AB ve ABD arasında karşılıklı sermaye yatırımları 4 trilyon dolara yaklaşıyor, aralarındaki günlük ticaret hacmi ise yaklaşık 2.6 milyar dolar. Her iki tarafın da ekonomileri talep yetersizliğiyle, durgunlukla boğuşuyor. Ticaret zaten büyük ölçüde serbestleşmiş durumda. Tarım ürünleri, gıda güvenliği, genetik ürünler otomotiv standartları alanlarındaki sorunlar aşılabilirse transatlantik ticaret hacminde yıllık 650 milyar dolarlık bir artış gerçekleşebilecek, büyüme oranlarına 0.5-1 puan eklenecek deniyor.

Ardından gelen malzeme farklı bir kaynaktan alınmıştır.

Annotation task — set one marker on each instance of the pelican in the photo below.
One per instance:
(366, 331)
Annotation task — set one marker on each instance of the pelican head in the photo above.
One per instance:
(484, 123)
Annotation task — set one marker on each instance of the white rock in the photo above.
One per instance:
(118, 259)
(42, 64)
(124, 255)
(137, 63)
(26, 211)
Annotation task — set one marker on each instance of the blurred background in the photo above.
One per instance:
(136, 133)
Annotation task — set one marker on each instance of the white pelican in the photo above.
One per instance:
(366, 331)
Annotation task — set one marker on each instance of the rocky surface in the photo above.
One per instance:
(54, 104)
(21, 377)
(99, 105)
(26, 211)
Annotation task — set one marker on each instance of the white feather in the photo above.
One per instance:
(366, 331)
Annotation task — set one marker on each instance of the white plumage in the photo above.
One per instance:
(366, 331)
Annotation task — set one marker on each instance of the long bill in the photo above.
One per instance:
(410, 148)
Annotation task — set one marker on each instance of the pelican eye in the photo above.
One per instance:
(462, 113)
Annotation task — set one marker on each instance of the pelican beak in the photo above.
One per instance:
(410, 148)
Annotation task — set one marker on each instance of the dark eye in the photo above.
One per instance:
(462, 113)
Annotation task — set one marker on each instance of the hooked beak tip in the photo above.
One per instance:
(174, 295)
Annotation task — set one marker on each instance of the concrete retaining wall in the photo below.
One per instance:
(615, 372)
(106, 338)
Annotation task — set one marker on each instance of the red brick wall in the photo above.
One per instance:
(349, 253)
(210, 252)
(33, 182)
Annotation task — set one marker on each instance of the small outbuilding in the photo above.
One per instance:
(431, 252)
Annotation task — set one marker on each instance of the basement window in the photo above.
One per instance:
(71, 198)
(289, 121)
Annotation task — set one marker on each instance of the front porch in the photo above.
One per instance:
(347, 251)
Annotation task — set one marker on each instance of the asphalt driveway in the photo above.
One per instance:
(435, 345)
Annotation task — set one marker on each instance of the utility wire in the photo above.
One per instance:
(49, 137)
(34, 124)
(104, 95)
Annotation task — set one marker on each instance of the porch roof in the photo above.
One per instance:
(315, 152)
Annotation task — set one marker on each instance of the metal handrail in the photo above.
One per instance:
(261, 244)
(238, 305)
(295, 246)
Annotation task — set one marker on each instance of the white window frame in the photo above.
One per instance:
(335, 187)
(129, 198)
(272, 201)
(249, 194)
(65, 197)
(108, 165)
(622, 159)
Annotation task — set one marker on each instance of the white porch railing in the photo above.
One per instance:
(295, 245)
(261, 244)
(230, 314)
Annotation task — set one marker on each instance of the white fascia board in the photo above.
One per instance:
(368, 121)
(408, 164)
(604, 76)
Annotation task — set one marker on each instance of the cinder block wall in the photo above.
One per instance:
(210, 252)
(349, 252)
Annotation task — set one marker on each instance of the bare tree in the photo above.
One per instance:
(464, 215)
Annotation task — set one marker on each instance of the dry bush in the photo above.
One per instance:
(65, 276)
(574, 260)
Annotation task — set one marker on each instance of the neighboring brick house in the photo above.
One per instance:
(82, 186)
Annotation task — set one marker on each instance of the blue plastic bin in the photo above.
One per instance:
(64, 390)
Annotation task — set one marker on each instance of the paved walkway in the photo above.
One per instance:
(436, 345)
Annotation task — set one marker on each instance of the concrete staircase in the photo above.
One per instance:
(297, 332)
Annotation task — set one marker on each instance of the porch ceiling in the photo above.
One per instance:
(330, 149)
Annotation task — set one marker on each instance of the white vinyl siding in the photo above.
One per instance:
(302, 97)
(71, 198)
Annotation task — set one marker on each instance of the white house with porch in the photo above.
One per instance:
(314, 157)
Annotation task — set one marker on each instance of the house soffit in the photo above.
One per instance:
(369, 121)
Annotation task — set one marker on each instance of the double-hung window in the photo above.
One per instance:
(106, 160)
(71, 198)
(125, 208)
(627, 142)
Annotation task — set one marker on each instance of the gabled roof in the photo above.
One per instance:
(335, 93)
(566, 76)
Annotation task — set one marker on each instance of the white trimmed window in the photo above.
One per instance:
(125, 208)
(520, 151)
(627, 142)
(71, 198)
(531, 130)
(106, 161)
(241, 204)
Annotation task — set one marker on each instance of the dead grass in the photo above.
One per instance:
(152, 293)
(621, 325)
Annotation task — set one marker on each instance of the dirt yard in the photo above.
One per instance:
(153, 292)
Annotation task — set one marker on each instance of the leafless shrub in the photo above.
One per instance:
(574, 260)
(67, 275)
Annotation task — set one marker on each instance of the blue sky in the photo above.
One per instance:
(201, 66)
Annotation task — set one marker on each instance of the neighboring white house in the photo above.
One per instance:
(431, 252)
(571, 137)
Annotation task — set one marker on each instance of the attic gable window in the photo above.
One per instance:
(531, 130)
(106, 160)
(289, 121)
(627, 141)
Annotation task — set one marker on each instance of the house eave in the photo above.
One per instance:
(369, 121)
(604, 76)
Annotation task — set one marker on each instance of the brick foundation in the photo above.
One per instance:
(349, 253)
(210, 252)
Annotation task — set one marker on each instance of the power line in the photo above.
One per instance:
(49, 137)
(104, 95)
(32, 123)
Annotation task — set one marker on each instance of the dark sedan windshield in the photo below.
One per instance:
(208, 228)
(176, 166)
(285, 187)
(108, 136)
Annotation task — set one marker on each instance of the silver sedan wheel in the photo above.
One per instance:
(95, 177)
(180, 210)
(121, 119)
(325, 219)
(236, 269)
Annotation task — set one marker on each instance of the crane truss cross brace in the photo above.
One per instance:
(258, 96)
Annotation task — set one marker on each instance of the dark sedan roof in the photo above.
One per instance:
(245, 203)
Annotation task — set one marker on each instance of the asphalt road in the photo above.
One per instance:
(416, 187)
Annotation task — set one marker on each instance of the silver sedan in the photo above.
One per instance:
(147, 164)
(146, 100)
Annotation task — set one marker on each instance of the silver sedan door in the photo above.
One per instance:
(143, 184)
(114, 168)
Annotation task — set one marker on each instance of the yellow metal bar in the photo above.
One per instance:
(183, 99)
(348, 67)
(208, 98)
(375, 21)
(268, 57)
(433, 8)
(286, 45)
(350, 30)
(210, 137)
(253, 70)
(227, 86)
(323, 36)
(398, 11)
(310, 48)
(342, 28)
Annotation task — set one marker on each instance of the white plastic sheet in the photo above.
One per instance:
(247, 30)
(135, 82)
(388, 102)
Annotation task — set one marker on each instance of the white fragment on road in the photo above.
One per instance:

Bunlar küçük ama önemli sayılar. Yine de hemen tüm yorumcular, 2007 yılında özellikle Merkel’in inisiyatifiyle başlayan, zaman içinde İngiltere’nin de yardımıyla ABD’yi de ikna etme yoluna giren bir ABD-AB serbest ticaret yatırım anlaşması projesinin esas öneminin, jeopolitik alanında yaratması olası etkilerden kaynaklandığını savunuyorlar. Böylece dünya ekonomisinin merkezinin doğuya kayması önlenebilecek, Batı’nın düzenine Çin’in getirdiği tehditler sınırlandırılabilecek, dünya ekonomisine Batı’nın koyduğu kurallar içinde entegre olması sağlanabilecek, Afrika’da başlayan sürecin gösterdiği gibi, bu kıtanın doğal kaynakları, piyasaları, kolaylıkla ABD-AB blokunun etki alanı içine alınabilecek...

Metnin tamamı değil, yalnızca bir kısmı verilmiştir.